If you are not familiar with processor implementation, the Power, Performance and Area Implementation Analysis White Paper describes the variables that you need to understand. This information will help you to get value from any PPA data that presented, so that you can estimate the real PPA of your own implementation. This knowledge will allow you to make fair comparisons between processors, from a single IP partner or between processors from different processor IP vendors.
Avoiding common performance pitfalls
CPU performance is highly dependent on choices such as processor speed, cache size, interconnect, memory speed, data ordering, data width and optimal integration of the IP blocks.
The following resources highlight some of the common performance pitfalls that you might encounter.
- Webinar - Three Tips For Maximizing Your SoC Performance explains the methodologies and analysis techniques used at Arm, and how these techniques link to CPU performance.

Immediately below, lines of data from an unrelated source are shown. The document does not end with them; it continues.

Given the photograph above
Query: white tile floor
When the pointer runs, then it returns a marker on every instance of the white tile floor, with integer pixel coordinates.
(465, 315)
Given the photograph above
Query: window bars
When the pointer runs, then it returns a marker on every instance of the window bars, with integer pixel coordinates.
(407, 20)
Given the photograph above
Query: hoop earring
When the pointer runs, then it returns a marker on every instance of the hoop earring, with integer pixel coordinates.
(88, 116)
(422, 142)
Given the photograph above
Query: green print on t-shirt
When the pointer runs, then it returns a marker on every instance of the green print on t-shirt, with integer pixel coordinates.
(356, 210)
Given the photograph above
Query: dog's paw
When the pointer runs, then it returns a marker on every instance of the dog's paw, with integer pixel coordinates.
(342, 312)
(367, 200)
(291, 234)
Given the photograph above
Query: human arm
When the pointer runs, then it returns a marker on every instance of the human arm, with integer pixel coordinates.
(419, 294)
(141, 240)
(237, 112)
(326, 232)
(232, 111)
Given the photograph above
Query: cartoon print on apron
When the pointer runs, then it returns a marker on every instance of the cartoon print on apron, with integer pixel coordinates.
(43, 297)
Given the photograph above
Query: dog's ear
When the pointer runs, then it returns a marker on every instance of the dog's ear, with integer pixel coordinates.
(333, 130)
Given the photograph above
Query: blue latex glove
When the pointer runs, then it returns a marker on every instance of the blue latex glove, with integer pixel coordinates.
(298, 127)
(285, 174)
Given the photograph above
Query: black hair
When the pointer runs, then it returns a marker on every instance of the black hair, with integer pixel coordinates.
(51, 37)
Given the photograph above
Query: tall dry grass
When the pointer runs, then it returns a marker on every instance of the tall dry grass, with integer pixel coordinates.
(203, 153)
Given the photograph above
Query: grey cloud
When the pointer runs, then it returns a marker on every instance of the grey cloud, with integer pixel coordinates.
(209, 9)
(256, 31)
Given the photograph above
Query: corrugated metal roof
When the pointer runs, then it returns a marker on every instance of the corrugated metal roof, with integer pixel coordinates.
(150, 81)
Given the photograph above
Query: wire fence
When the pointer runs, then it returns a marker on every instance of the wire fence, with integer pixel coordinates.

- Webinar - How to optimize a system with the latest Arm DynamIQ processors explains the guidance available for the Arm DynamIQ processors, plus the Arm Mali-G72 GPU.
- Design Reviews are a service offered by Arm. In a Design Review, expert engineers visit Arm partners to perform a detailed review of a particular stage of the design cycle. Based on that review, they can provide feedback, best practice advice and propose solutions to any issues identified. The Arm Community blog post Finding design errors before it’s too late shows some real-life Design Reviews.
- The System performance analysis at Arm white paper looks at the methodology and different levels of analysis undertaken during Arm performance system analysis.